Mansour bin Saud Al Saud (منصور بن سعود آل سعود; born 1946) is a Saudi Arabian businessman and former military officer. He is a member of the House of Saud, grandson of King Abdulaziz, and son of King Saud.

==Early life and education==
Prince Mansour was born in 1946 in Riyadh. He is the fifteenth child of King Saud, and his mother is Terkiyah Mohammed Al Abdulaziz. Prince Mansour is a high school graduate. His full siblings include Princess Dalal, Prince Abdullah, Prince Turki and Prince Al Waleed.

==Career==
During the reign of King Saud, Prince Mansour was the commander of the Saudi National Guard between 1961 and 1963. He replaced his brother Prince Badr in the post. Another of his brothers, Prince Sultan, succeeded Prince Mansour as the commander of the National Guard.

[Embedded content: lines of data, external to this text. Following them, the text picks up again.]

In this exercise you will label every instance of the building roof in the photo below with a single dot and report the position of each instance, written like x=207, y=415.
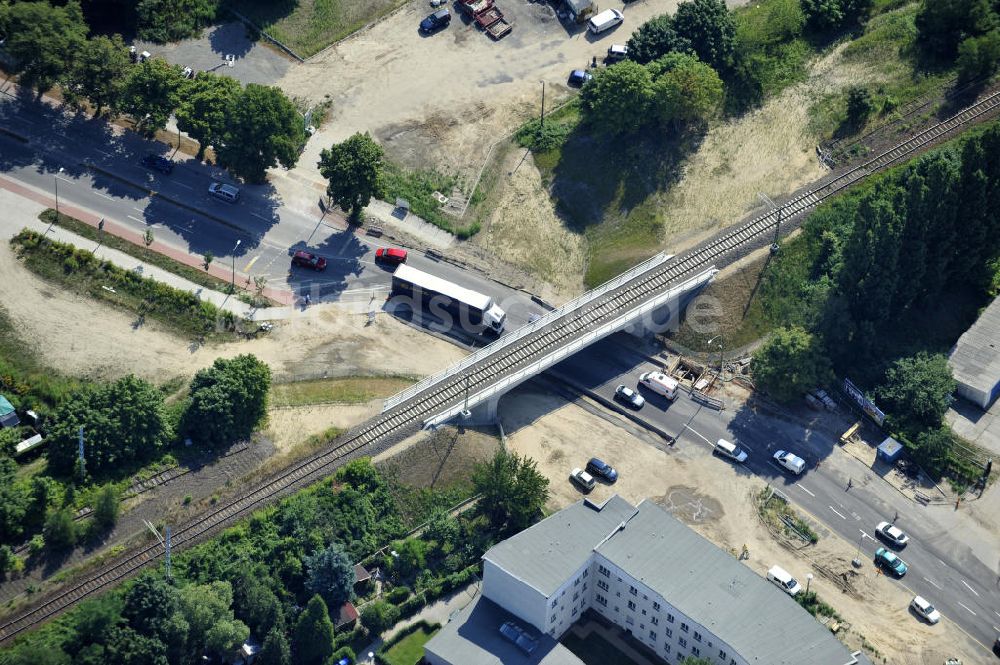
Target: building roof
x=720, y=593
x=547, y=554
x=473, y=638
x=975, y=360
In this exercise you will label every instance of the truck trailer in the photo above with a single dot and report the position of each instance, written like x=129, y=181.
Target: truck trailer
x=446, y=300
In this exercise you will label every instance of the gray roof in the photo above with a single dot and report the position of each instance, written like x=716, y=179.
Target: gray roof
x=739, y=606
x=473, y=638
x=975, y=360
x=559, y=545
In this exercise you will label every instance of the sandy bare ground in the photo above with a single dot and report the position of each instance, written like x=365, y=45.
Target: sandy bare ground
x=89, y=339
x=714, y=498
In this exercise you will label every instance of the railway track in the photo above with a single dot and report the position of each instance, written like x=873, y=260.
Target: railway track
x=450, y=389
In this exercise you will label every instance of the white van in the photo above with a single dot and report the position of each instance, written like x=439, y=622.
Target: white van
x=731, y=451
x=660, y=383
x=606, y=20
x=783, y=580
x=227, y=193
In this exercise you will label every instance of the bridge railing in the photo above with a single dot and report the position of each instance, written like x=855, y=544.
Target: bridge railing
x=521, y=332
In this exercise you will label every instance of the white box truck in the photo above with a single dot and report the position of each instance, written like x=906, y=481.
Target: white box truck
x=660, y=383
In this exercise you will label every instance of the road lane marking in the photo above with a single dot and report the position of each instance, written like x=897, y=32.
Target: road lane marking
x=970, y=611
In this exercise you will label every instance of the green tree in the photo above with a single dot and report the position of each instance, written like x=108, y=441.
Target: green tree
x=44, y=41
x=164, y=21
x=331, y=575
x=709, y=26
x=150, y=92
x=275, y=650
x=227, y=400
x=617, y=100
x=312, y=642
x=654, y=39
x=379, y=616
x=512, y=491
x=263, y=131
x=978, y=57
x=917, y=391
x=790, y=363
x=122, y=422
x=944, y=24
x=353, y=170
x=685, y=90
x=206, y=109
x=106, y=505
x=97, y=72
x=60, y=530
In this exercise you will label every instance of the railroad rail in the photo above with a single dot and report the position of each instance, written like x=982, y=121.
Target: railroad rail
x=437, y=396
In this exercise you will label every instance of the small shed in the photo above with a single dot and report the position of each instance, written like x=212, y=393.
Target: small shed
x=889, y=450
x=8, y=417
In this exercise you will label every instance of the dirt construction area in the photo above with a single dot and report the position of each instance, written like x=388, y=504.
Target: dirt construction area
x=716, y=500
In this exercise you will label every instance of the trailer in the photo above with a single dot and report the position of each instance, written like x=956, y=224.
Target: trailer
x=475, y=312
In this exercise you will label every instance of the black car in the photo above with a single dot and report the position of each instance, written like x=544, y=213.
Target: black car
x=157, y=163
x=439, y=19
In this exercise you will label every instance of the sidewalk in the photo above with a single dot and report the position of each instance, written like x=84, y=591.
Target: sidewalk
x=22, y=212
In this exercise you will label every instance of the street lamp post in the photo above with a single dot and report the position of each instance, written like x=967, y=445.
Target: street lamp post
x=234, y=263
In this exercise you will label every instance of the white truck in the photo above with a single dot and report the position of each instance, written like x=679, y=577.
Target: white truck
x=660, y=383
x=446, y=300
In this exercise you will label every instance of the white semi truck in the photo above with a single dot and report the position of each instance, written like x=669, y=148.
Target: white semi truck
x=446, y=300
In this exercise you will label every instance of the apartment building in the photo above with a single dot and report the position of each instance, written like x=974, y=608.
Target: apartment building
x=641, y=569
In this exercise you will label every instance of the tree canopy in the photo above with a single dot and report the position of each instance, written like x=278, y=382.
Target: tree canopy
x=353, y=169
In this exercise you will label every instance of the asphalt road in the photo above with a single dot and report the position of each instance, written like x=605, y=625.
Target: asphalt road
x=964, y=588
x=268, y=232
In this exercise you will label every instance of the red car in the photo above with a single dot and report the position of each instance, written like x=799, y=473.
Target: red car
x=390, y=255
x=308, y=260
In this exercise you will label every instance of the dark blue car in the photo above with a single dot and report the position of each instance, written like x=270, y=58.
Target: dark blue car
x=599, y=468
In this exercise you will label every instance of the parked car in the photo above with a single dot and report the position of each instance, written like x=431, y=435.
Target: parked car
x=390, y=255
x=922, y=607
x=308, y=260
x=583, y=479
x=578, y=77
x=889, y=561
x=629, y=396
x=791, y=462
x=439, y=19
x=157, y=163
x=892, y=534
x=602, y=469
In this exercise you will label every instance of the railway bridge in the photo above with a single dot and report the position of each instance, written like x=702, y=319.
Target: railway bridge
x=483, y=376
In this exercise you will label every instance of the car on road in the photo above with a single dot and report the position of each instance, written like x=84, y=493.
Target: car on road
x=578, y=77
x=305, y=259
x=790, y=462
x=157, y=163
x=583, y=479
x=436, y=21
x=922, y=607
x=889, y=561
x=601, y=469
x=891, y=534
x=629, y=396
x=390, y=255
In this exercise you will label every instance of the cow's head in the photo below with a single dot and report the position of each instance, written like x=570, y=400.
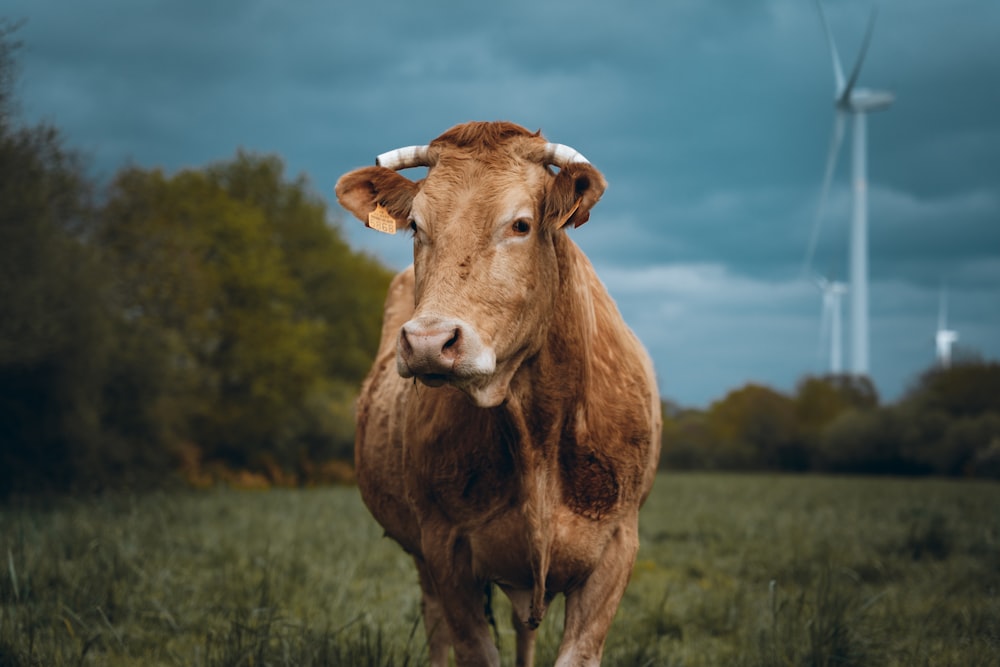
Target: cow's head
x=485, y=223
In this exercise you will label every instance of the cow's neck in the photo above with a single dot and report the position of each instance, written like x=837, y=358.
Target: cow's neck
x=547, y=404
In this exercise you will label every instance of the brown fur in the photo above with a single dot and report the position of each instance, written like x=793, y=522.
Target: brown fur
x=538, y=491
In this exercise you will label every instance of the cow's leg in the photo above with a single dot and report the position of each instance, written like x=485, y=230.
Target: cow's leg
x=520, y=613
x=438, y=634
x=591, y=607
x=525, y=642
x=460, y=594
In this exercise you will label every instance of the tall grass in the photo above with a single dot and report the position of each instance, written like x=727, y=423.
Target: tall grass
x=733, y=570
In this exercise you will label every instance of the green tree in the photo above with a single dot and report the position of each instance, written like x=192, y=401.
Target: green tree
x=755, y=427
x=58, y=338
x=235, y=271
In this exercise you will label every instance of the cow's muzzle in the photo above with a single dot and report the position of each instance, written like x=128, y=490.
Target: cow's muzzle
x=437, y=350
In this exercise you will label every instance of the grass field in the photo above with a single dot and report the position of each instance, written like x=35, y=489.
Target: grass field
x=733, y=570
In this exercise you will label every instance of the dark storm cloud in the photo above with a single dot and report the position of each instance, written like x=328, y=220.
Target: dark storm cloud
x=710, y=119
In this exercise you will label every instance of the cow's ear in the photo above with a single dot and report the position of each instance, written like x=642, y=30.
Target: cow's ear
x=574, y=191
x=362, y=190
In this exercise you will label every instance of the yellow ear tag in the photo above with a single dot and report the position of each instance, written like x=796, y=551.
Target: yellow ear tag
x=380, y=220
x=563, y=220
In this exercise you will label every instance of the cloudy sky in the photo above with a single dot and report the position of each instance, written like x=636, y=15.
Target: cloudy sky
x=710, y=119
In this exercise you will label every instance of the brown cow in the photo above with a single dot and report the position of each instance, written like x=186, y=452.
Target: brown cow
x=524, y=452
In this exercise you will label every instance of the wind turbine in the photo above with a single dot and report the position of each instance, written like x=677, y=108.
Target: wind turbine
x=945, y=337
x=833, y=291
x=856, y=102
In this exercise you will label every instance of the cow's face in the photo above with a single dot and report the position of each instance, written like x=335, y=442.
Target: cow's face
x=484, y=224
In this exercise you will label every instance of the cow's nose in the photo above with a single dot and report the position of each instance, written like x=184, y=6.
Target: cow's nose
x=430, y=348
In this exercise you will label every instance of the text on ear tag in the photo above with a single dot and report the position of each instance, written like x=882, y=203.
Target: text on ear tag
x=380, y=220
x=569, y=214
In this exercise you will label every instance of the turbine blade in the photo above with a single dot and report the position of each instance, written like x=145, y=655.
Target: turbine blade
x=838, y=73
x=825, y=327
x=846, y=94
x=836, y=138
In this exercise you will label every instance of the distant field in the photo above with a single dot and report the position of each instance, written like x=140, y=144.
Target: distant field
x=733, y=570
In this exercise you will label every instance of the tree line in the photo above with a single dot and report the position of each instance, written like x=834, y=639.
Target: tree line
x=211, y=317
x=947, y=423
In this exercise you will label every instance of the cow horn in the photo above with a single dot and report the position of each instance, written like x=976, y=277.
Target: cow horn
x=404, y=158
x=561, y=155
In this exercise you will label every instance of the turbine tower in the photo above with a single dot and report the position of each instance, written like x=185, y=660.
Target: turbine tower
x=833, y=291
x=857, y=103
x=945, y=337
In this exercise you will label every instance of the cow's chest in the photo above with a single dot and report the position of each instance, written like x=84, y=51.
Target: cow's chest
x=509, y=508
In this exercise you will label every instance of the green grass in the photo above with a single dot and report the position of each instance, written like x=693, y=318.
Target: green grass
x=733, y=570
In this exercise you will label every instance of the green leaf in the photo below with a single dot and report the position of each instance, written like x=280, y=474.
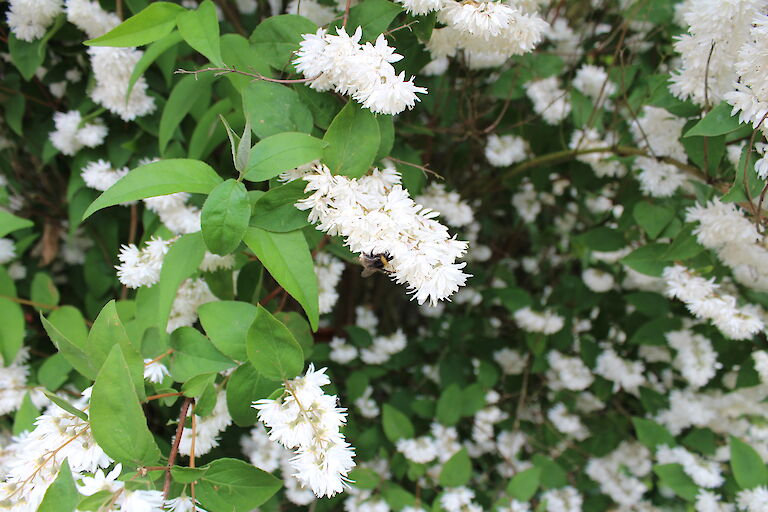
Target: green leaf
x=245, y=386
x=602, y=239
x=684, y=246
x=275, y=210
x=237, y=52
x=374, y=16
x=717, y=122
x=200, y=29
x=282, y=152
x=647, y=259
x=183, y=97
x=117, y=420
x=234, y=486
x=25, y=416
x=10, y=223
x=272, y=349
x=651, y=434
x=198, y=385
x=154, y=22
x=65, y=405
x=524, y=485
x=745, y=170
x=353, y=141
x=652, y=218
x=273, y=108
x=448, y=412
x=226, y=323
x=11, y=329
x=27, y=57
x=457, y=470
x=60, y=330
x=150, y=55
x=61, y=495
x=287, y=258
x=157, y=179
x=673, y=476
x=396, y=424
x=277, y=37
x=224, y=217
x=194, y=354
x=748, y=467
x=107, y=331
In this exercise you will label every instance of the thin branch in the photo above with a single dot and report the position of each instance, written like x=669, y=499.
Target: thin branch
x=175, y=448
x=257, y=76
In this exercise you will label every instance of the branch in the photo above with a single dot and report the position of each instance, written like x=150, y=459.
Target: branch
x=257, y=76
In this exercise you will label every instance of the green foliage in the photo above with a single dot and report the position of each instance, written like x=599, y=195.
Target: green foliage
x=272, y=349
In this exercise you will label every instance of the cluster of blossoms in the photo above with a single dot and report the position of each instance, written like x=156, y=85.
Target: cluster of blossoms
x=488, y=33
x=307, y=420
x=705, y=299
x=72, y=133
x=364, y=72
x=375, y=216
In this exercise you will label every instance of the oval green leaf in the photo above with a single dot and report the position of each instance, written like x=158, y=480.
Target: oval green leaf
x=224, y=217
x=157, y=179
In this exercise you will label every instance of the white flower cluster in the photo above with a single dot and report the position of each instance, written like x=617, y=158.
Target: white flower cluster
x=29, y=19
x=365, y=72
x=545, y=322
x=452, y=208
x=375, y=216
x=328, y=271
x=549, y=100
x=34, y=458
x=709, y=52
x=112, y=67
x=704, y=299
x=505, y=150
x=489, y=33
x=175, y=213
x=307, y=420
x=696, y=359
x=207, y=429
x=724, y=229
x=192, y=294
x=100, y=175
x=141, y=267
x=71, y=134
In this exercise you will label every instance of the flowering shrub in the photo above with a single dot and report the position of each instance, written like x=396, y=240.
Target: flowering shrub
x=370, y=255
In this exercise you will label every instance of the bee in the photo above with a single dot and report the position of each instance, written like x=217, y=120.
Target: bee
x=372, y=263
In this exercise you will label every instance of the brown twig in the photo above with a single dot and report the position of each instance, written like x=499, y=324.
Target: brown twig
x=175, y=448
x=257, y=76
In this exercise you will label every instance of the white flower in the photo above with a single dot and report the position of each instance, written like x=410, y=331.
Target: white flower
x=29, y=19
x=375, y=216
x=308, y=421
x=100, y=175
x=155, y=371
x=597, y=280
x=141, y=267
x=363, y=71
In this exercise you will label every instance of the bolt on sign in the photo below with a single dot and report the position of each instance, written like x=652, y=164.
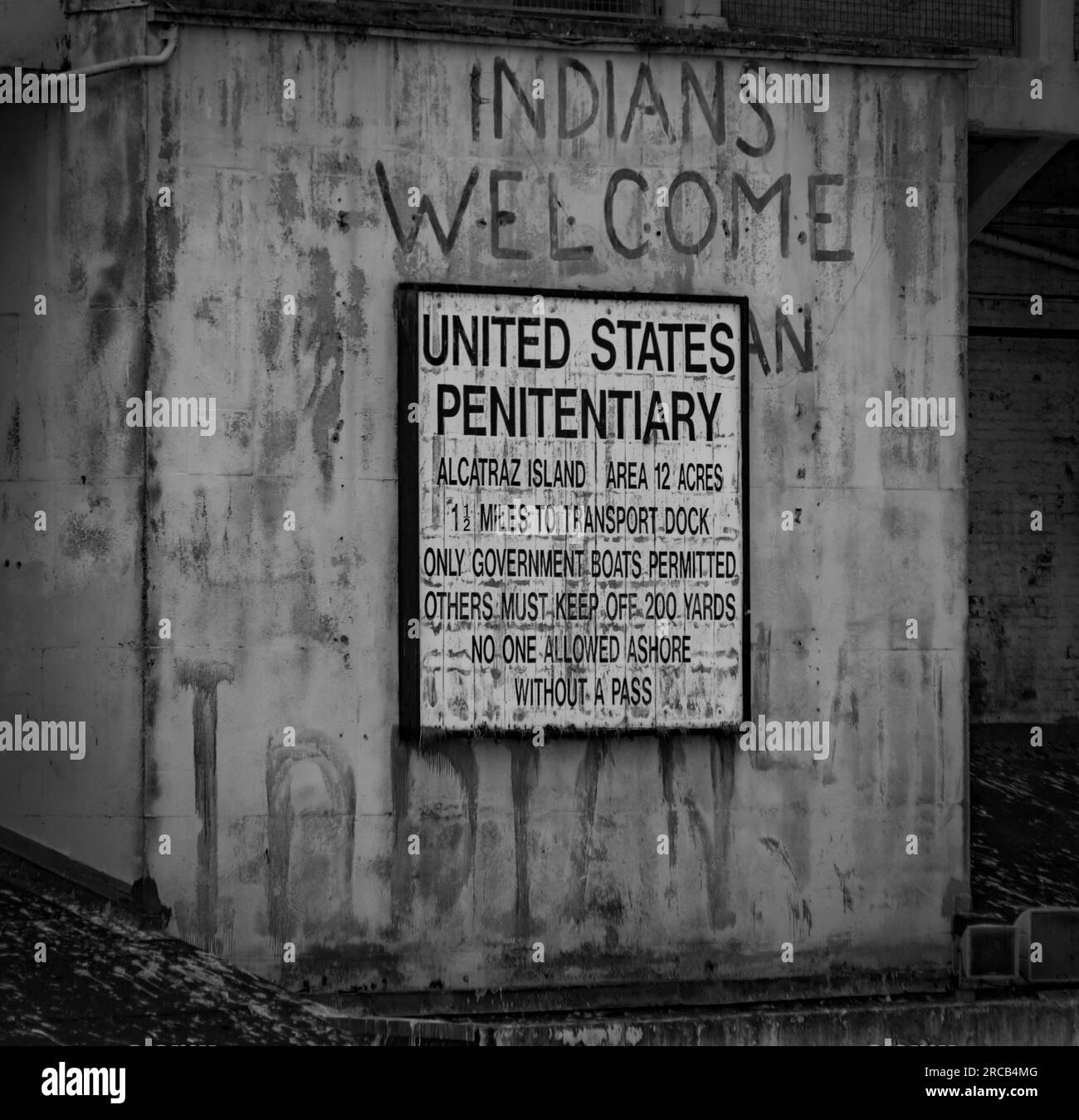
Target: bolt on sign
x=574, y=509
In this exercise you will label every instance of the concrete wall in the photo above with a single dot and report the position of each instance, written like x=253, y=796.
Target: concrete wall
x=272, y=628
x=71, y=597
x=1024, y=423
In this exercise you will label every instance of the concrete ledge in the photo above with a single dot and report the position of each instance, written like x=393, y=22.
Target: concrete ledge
x=1050, y=1020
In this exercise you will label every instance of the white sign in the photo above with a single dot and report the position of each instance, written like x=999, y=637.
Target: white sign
x=581, y=555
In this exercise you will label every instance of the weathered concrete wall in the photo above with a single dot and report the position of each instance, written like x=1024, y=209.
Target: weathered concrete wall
x=275, y=628
x=73, y=227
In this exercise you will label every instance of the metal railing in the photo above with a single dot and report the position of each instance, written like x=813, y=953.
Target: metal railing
x=986, y=25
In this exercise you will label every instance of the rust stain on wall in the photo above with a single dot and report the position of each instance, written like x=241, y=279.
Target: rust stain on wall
x=203, y=677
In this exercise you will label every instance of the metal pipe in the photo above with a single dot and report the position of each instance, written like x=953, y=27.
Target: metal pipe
x=170, y=42
x=1025, y=249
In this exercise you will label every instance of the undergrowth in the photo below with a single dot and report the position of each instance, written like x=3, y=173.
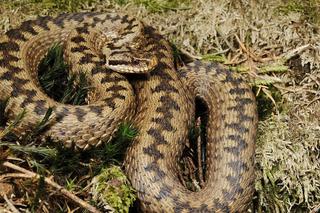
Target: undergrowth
x=70, y=168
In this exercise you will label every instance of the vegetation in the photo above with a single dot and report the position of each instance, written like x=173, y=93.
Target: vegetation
x=272, y=43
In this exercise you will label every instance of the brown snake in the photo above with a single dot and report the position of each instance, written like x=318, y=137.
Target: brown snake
x=160, y=104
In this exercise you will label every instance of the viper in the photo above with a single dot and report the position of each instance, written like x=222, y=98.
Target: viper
x=159, y=100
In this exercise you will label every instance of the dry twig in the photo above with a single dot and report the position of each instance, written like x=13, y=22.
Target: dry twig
x=29, y=174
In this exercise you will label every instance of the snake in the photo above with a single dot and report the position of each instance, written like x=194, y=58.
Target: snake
x=134, y=78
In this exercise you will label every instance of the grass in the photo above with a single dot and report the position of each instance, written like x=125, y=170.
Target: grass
x=288, y=140
x=66, y=165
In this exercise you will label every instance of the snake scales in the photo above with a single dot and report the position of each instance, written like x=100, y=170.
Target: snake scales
x=160, y=103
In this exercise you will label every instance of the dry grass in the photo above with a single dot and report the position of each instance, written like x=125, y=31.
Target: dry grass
x=263, y=40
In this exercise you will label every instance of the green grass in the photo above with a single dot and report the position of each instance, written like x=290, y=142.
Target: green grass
x=57, y=83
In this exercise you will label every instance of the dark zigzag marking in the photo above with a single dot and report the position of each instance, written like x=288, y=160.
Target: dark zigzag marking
x=60, y=115
x=164, y=123
x=159, y=138
x=40, y=108
x=153, y=167
x=153, y=152
x=238, y=127
x=16, y=34
x=80, y=113
x=9, y=46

Prince Mansour's next post was as chief of the royal court from 1963 to 1964. He supported King Saud in his struggle against Mansour's uncle, Crown Prince Faisal. After his father abdicated and Faisal became king, Prince Mansour did not pledge allegiance to the new king, unlike some of his brothers. He accompanied his father in exile and also, in his visits to Cairo and Yemen during this period.

In the mid-1970s Prince Mansour founded construction and cement companies in Riyadh.

==Personal life==
Prince Mansour is married and has seven children, four daughters and three sons. One of his daughters, Dima bint Mansour, opened a fashion concept store, Personage, in Saudi Arabia in 2018.

Prince Mansour lives in Paris, France. He is an honorary member of Al Nassr FC.